Hukasyan participated in court remotely via video link from the Kyiv detention centre. The presiding judge of the panel, Gennadiy Stasenko, asked him through an interpreter if he had indeed gone to the witness's yard to collect water.

“I was there, but I was alone, no one was with me,” said Hukasyan.

“Does Hukasyan confirm that he saw this witness in the yard?” the judge asked.

“I can't see well from here. Maybe it's him, I can't say for sure,” replied the accused.

“Do you confirm the fact that the area where you went to get water matches the area described by the witness?” Stasenko continued.

“Let's clarify. Where I went to get water, the nearest landmark was the bus stop, and at the bottom of the bus stop was the first house on the right.
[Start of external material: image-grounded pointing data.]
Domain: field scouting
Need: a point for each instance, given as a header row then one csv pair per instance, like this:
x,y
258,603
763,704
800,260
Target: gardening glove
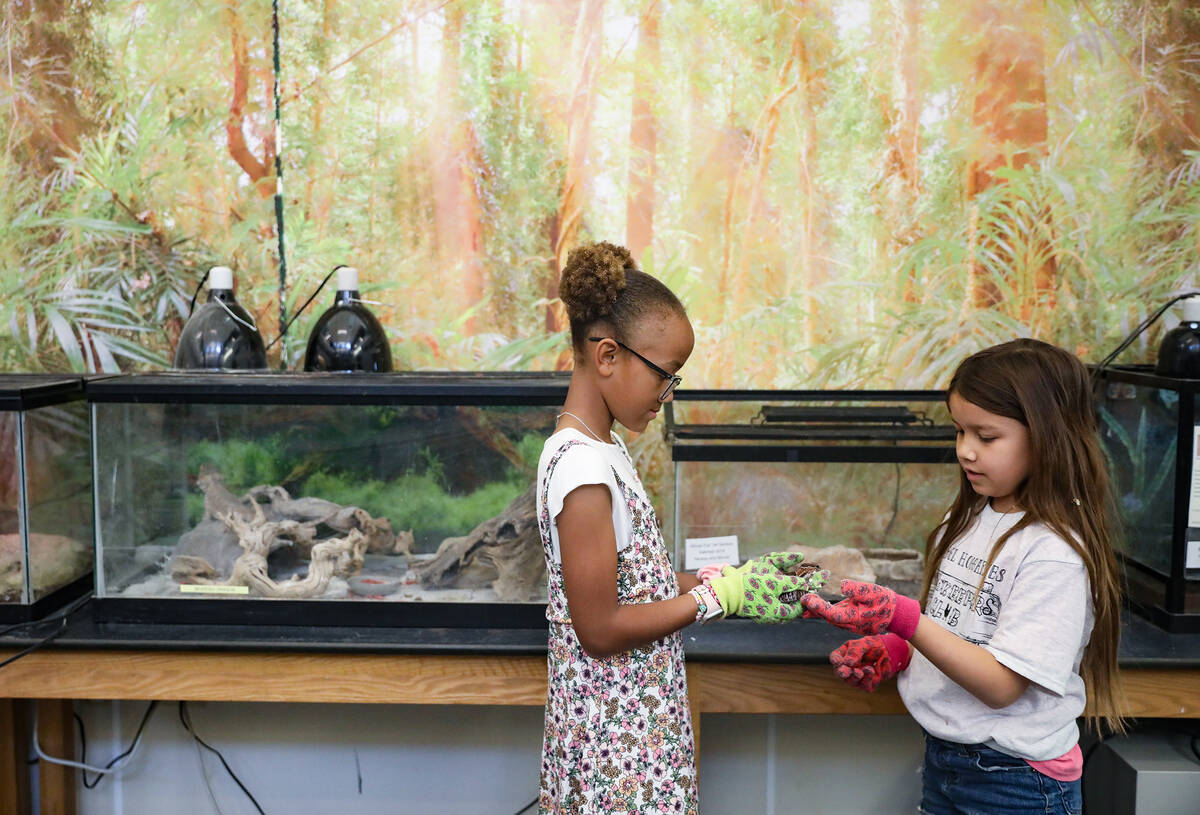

Am I right?” asked Hukasyan.

“Yes. And the stop was the color of the flag of Ukraine,” answered Andriy K.

Hukasyan confirmed that this was the same area.

Andriy K also stated in his testimony that he saw the car on the side of the road when he walked his dog nearby in April last year, near where the remains of the victim were dug up.

“The colour [of the car] was close to red, because it was burnt. There was a gas cylinder in the trunk and it exploded. The wheels were burnt, the car was run over by a military vehicle with tracks,” he recalled.

The prosecutor asked if Andriy had seen the driver of this car.

“No, but I saw the boot,” he responded. “At first I thought it was an abandoned boot, but it was covered with earth. The smell of decomposition [of the body] began... My dog refused to walk further and we returned to the garden plot,”  the witness said, clarifying that the boot was sticking out of a fairly deep ditch in the forest near the car.

The next hearing in this case is scheduled for December 20 when the court will examine the written evidence for the prosecution.